Most ovens won't have an in-built stone, so you can try pre-heating your oven with an unglazed quarry tile or pizza stone in it to get a similar effect. You'll have to experiment to see if baking directly on that stone works best in your oven or if like me you just use it as a radiating heat source below your tray.

Having a better feel now for when the dough is sufficiently proved has also helped improve the crust colour of my loaves. Recipes I've followed call for an 8-12 hour proving time at around 21°C, but I find this is often too long and results in an exhausted dough with low oven spring and a pale crust.

I've heard that this is due to a younger dough having more sugars from the wheat flour remaining to be used in the Maillard reaction though am not entirely sure if this is accurate. Dan Lepard recommends keeping the final proof in particular on the conservative side with the idea that you'll get a better oven spring.


The final tip is on something I'm still working on and starting to see the importance of – the folding and shaping of the dough. Practice this if you are looking to get a nice bounced spring to your loaf with a rounded base that lifts itself up from the baking sheet when baked and is easy to slash with a lame before baking.
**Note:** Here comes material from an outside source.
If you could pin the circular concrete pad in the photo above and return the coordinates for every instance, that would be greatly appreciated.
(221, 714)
There are many methods to try but they all arrange the dough, through a couple of steps with short rests, into a tighter package than it would have been in had you simply let the dough rise after kneading, tipped the proved dough onto a surface and formed your loaf shape there and then.

For free-standing loaves Dan Lepard has us making a package of the dough during the initial rising time, with what he calls a blanket fold. Dan posts a description of one blanket fold here, and there are variations such as repeating the same fold a few times during the initial rise or performing a double blanket fold in which you blanket fold, quarter-turn the dough and blanket fold again at each step.

On this journey so far I've also tried out all sorts of recipes from Ed Wood's Classic Sourdoughs recipe book including Christmas stollen with marzipan, soft pretzels, hamburger buns, waffles and Ramadan sweet breads. I can heartily recommend the book as a good solid way to get started and be amazed at the huge variety of things you can make at home from your simple starter.


In my own recipe experiments, I adapted a basic white sourdough recipe to include kombu! The idea came from reading about the glutamic acid that is responsible for umami in kombu also being in sourdough, and I wondered if adding the seaweed might produce a really tasty loaf that would be particularly good with other foods. (Interestingly, or so I thought, you'll find kombu in the ingredients list of many packets of salted crisps in Japan. Though it might not be marketed on the front of the pack it is used to improve the flavor.)

Super-umami! Kombu sourdough loaves

I added some roughly chopped shio-kombu to my dough mix before kneading, cutting back on the salt since there is so much salt on the kombu already. The shio-kombu I used contained soy sauce as well, and I found that using just about a teaspoon of it in a 680g loaf produced enough of a kombu accent without the soy sauce flavour taking over.

I plan to make more kombu sourdough loaves to photograph the crumb and write a separate post about it with a recipe.